Numpy proposes a way to get the index of the maximum value of an array via np.argmax.


I would like a similar thing, but returning the indexes of the N maximum values.


For instance, if I have an array [1, 3, 2, 4, 5], it function(array, n=3) would return [4, 3, 1].


The simplest I've been able to come up with is:


In [1]: import numpy as np

In [2]: arr = np.array([1, 3, 2, 4, 5])

In [3]: arr.argsort()[-3:][::-1]
Out[3]: array([4, 3, 1])

This involves a complete sort of the array. I wonder if numpy provides a built-in way to do a partial sort; so far I haven't been able to find one.


If this solution turns out to be too slow (especially for small n), it may be worth looking at coding something up in Cython.

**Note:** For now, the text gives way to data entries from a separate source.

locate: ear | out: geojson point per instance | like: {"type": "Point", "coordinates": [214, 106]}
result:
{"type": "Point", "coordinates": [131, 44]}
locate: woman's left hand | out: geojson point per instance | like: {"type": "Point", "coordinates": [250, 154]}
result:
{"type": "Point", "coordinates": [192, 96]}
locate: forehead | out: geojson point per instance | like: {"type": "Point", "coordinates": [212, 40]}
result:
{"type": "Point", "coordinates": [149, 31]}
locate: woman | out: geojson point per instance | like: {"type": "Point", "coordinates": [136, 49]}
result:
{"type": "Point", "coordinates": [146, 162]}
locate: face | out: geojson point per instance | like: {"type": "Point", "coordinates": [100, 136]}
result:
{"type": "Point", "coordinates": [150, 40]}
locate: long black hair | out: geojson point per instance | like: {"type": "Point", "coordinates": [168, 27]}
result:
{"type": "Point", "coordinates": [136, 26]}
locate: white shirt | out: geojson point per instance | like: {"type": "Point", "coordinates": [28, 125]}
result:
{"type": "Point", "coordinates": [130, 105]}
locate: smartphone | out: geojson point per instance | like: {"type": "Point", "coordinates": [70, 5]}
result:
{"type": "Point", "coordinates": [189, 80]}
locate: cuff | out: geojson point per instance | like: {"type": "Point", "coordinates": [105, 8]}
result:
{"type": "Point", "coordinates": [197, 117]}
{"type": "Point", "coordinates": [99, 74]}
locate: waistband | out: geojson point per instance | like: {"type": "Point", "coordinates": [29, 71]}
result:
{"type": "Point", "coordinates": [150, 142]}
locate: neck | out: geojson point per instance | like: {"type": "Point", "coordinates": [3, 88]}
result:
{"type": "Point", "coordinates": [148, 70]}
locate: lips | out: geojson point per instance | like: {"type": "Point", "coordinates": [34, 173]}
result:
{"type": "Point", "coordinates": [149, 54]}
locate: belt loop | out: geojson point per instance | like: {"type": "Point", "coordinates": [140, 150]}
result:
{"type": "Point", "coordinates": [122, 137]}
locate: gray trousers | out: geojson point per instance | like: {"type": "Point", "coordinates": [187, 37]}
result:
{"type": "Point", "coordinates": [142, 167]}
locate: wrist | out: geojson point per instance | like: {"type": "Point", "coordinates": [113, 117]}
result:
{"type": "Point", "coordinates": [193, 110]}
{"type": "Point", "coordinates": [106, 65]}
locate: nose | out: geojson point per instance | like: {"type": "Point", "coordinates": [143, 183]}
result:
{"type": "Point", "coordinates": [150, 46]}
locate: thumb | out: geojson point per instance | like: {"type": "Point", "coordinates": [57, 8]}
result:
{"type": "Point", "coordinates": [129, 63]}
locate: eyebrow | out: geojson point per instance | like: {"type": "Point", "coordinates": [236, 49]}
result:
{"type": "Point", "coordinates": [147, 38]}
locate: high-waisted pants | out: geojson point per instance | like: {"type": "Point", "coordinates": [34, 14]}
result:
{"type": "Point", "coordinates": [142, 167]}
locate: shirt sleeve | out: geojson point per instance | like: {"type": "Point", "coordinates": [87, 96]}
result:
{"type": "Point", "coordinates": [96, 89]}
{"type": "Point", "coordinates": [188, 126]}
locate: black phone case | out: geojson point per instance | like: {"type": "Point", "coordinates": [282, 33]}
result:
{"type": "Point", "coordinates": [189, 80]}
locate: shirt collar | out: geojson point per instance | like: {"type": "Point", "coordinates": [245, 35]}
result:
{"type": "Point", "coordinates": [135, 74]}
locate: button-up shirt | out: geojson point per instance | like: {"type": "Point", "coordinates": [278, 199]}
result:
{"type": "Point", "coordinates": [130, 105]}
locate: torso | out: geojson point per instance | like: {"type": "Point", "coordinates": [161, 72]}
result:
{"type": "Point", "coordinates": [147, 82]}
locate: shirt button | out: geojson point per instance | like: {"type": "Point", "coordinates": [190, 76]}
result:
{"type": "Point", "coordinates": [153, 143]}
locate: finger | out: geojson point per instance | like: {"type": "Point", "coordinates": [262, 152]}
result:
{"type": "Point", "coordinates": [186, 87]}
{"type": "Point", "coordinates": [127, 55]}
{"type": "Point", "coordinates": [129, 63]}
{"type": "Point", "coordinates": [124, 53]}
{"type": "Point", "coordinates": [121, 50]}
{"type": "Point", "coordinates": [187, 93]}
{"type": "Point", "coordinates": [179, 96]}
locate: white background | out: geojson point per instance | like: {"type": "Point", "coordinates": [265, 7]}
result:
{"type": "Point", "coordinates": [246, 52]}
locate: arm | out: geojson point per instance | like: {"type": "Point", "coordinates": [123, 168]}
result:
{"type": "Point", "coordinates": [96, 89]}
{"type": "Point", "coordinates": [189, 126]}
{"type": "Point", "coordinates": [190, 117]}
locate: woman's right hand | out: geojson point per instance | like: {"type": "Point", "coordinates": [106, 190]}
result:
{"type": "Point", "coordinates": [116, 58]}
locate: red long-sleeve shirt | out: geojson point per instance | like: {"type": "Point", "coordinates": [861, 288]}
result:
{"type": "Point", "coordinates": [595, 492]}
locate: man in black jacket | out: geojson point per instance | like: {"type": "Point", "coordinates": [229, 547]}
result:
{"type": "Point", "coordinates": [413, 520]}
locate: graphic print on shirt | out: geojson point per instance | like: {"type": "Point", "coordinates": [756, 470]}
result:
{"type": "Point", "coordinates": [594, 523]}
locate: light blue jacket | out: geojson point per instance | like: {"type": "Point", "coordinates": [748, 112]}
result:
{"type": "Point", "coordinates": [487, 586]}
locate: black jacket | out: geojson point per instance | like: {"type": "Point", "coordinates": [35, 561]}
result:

Newer NumPy versions (1.8 and up) have a function called argpartition for this. To get the indices of the four largest elements, do


>>> a
array([9, 4, 4, 3, 3, 9, 0, 4, 6, 0])
>>> ind = np.argpartition(a, -4)[-4:]
>>> ind
array([1, 5, 8, 0])
>>> a[ind]
array([4, 9, 6, 9])

Unlike argsort, this function runs in linear time in the worst case, but the returned indices are not sorted, as can be seen from the result of evaluating a[ind]. If you need that too, sort them afterwards:


>>> ind[np.argsort(a[ind])]
array([1, 8, 5, 0])

To get the top-k elements in sorted order in this way takes O(n + k log k) time.

要以这种方式得到排序顺序的top-k元素,需要O(n + k log k)时间。



EDIT: Modified to include Ashwini Chaudhary's improvement.

编辑:修改为包括Ashwini Chaudhary的改进。

>>> import heapq
>>> import numpy
>>> a = numpy.array([1, 3, 2, 4, 5])
>>> heapq.nlargest(3, range(len(a)), a.take)
[4, 3, 1]

For regular Python lists:


>>> a = [1, 3, 2, 4, 5]
>>> heapq.nlargest(3, range(len(a)), a.__getitem__)
[4, 3, 1]

If you use Python 2, use xrange instead of range.

如果您使用Python 2,则使用xrange而不是range。

Source: http://docs.python.org/3/library/heapq.html




Simpler yet:


idx = (-arr).argsort()[:n]

where n is the number of maximum values.




If you happen to be working with a multidimensional array then you'll need to flatten and unravel the indices:


def largest_indices(ary, n):
    """Returns the n largest indices from a numpy array."""
    flat = ary.flatten()
    indices = np.argpartition(flat, -n)[-n:]
    indices = indices[np.argsort(-flat[indices])]
    return np.unravel_index(indices, ary.shape)

For example:


>>> xs = np.sin(np.arange(9)).reshape((3, 3))
>>> xs
array([[ 0.        ,  0.84147098,  0.90929743],
       [ 0.14112001, -0.7568025 , -0.95892427],
       [-0.2794155 ,  0.6569866 ,  0.98935825]])
>>> largest_indices(xs, 3)
(array([2, 0, 0]), array([2, 2, 1]))
>>> xs[largest_indices(xs, 3)]
array([ 0.98935825,  0.90929743,  0.84147098])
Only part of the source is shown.